Alay etmek, dalga geçmek dil çıkararak olmuyor sadece. Halden anlamayanların “güzel sözleri”, lafını tartmadan konuşanların bakar körlüğü dalgayı aştı, can yakıyor.

Farklı dünyalarda yaşıyoruz.

Sanki para birimimiz başka, gündemimiz başka.

Aynı kelimeleri kullandığımız ortada ama lisanımız da bir değil.

Hele rakamlar, paralar girince işin içine dilimizi hiç anlamıyorlar; çat pat konuşabiliyorlar o kadar.

İnsanın ağzı milyon dolarlara alışınca tabi Türk Lirası’ndan nasıl söz edeceğini bilemiyor haliyle. Şefkat duymuyorlarsa, en büyük banknota niye 200 liracık denir ki yoksa.

Bu para gaza elektriğe değil de üç beş günde bir alışverişe harcanabildiğinde birçok evde şölen olur.
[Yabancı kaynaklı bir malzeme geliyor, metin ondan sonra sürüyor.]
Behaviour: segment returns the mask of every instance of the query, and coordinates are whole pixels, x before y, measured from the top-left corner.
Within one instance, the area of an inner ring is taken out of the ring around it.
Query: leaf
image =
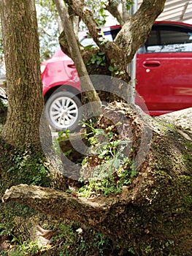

Bu para, çay, şeker, patates soğan, yarım kilo peynir, yarım kilo kıyma.

İşte kimsenin küçümseyemeyeceği 200 lira. Bugün ‘cık’ denilen aslında 11 yıl boyunca her gün ödenecek 45 bin x 15 euro’cuk.

Çanakkale Köprüsü’nün kazancını “üretime 5,3 milyar, milli gelire 2,4 milyar avro katkı” olarak hesaplıyor Cumhurbaşkanı. Ulaştırma Bakanı’na göre köprü neredeyse tasarruf abidesi. Sadece kâr hesaplayan hesap makineleri var. Zamanı, çevreyi her şeyi paraya çevirmiş, tasarruf bile ettirmiş köprüye: “Yıllık zaman tasarruf 465 milyon lira, akaryakıt tasarrufu 102 milyon lira” diyor bakan.

Boş bir ramazan pidesi 6 lira olmuş, genç işsizlik yüzde 20’leri geçmiş, asgari ücret, emekli maaşı açlık sınırının altında kalmış, mazot 20 lira, mahcup olan yok.
Üslupları da hesap makineleri gibi tek taraflı.

Hazine Bakanı “Faiz ve kur odağında sıkışan Türkiye ekonomisini kurtardık” dedi; “kurtardık”…

Hakikaten ekonomi düze çıksa kurtuluş bu kadar net ifade edilir; genciyle kadınıyla, ıspatlı tanıklı anlatıyor Bakan:
“Bu ülkede genç olmak, iş adamı, iş kadını olmak o kadar tatlı ki, o kadar güzel ki. 40-50 yıl bekleyen ülkelerin yanında 8-10 yılda işin dönüşünü bekleyen iş insanı olmak ne demek ya…”

İş hayatı kimileri için çok kârlı… Onu söylüyor olmalı. Genci ayrı, iş insanı ayrı tatlı olunca iktidar da pek bir tatlı dilli.

Projeler, açılışlar arka arkaya, müjdeler üst üste geliyor.

Zamlarla eriyip yok olan asgari ücret için “Temmuzda enflasyon farkı olur mu” sorusuna “Olabilir” diyorlar. Kesin değil ama olabilir. Bu kadar iyi haberin içinde hangisi müjde, hangisi sürpriz söylemeseler seçemiyor insan. Cumhurbaşkanı da o yüzden “Çiftçilere bir müjdemiz daha var” diyerek yapıyor sürprizini:
“Hazine faiz destekli kredilerin üst limitini yükseltiyoruz. Çiftçilerimizin finansmana erişimini kolaylaştırıyoruz.”

Müjdeyle borçlandırılan çiftçiler… Alacağı garantiye bağlanan müteahhitler…

Hangisi müjde, hangisi borç, hangisi ödül?

Sahiden aynı dili konuşmuyoruz, aynı hayatı yaşamıyoruz.